Do Not Reply To This Email

How many times have you received a beautifully designed and written email telling you about some wonderful new product or service that ends with "Please do not reply to this email"? The message is clear, this is one-way communication. Please consume this information we have sent along, but we're not interested in your response.

In our social-media age, this strikes many people at best as odd, at worse rude. We're used to interacting directly with friends, co-workers, and the companies we do business with immediately, and in the medium we're using right now, whether phone, email, Twitter, or Facebook.

So why do companies do this? We can imagine how it happens. I'm the marketing director for this new campaign and my job is to craft the message, get the online ads designed, and get the message out via a whole host of channels that didn't exist 10 years ago. Crafting that email and blasting it out to the email list is one of those channels. What would I possibly do with all of those email replies?

Meanwhile, the customer relations department of the same company is trying to get my feedback any way they can. When I go to the website, they send me to a survey when I'm done to ask how I liked it. After I visit their store, fly on their airline, or purchase something in the online store, I get a follow up email asking me to take another survey. Just tell us how we did!

So it's not that companies don't care. They just don't seem to have a way to pull these efforts together. Meanwhile, we continue to receive that negative message "Do not reply to this email."

Fortunately, it doesn't have to be this way. Request Tracker (RT), our open source support and issue management system, provides an easy way to bridge these worlds. The solution looks something like this.
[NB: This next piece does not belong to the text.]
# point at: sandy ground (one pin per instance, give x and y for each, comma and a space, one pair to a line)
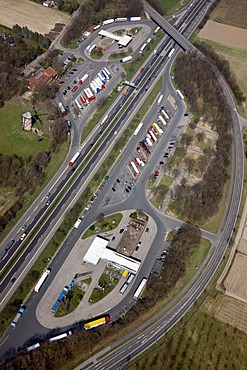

The marketing group prepares their email campaign as usual, but before they hit send, they contact customer relations and ask a simple question: if we get replies, what email address should they go to? Every major email marketing platform allows you to set a reply-to address so when the recipient hits reply in their email client, the email gets sent to the right place.

Now we have an email address to send any feedback to, but where will it go? On the other end, customer relations sets up an RT instance to receive email sent to that email address. This is just like the system you might have to receive "support@bigcorp.com" but it's going to receive email to the custom email address set up for the latest marketing campaign.

RT fully supports email interactions from any email client, so it will receive any replies back from customers. The first thing RT will do is automatically send back a nicely designed and worded HTML reply saying the email has been received and we're currently taking a look. You've already done better than most of your competitors because you allowed the customer to reply and you acknowledged that you received it!

Now customer relations can have staff review the replies using RT's web interface and sort them according to the type of reply it is. "Love this new product, where do I get it?" goes to sales for follow-up. "I'm having problems with the last one I bought from you" goes to customer support. "Please remove me from your list" goes back to marketing so the user can be properly unsubscribed from the list.

RT makes this easy for staff sorting through these responses. You can set up multiple queues, one for each department, and organize responses in each. RT can also send a message along to another system inside the company via API or by simply sending along an email. Now the appropriate group can follow up in a way that works with their existing workflows.

After a few weeks, the RT system is now full of valuable data on the email reply rate from the ad campaign. Each reply has been flagged with key information about the type of response, so you can generate reports on they number of sales type inquires vs. complaints or problems. Now marketing and customer relations can sit down and figure out why a certain email campaign resonated with customers but another didn't. Each new campaign can get a new email address and new queue to easily keep them separate. Or re-use the same email address for each and use other information to track the associated campaign.

Customer relations is now getting valuable feedback in a form that is very easy for the customer. They just had to hit reply, which is the normal response to an email. And most important, you've sent the message "we care what you think" rather than the all-too-common "Do not reply to this email."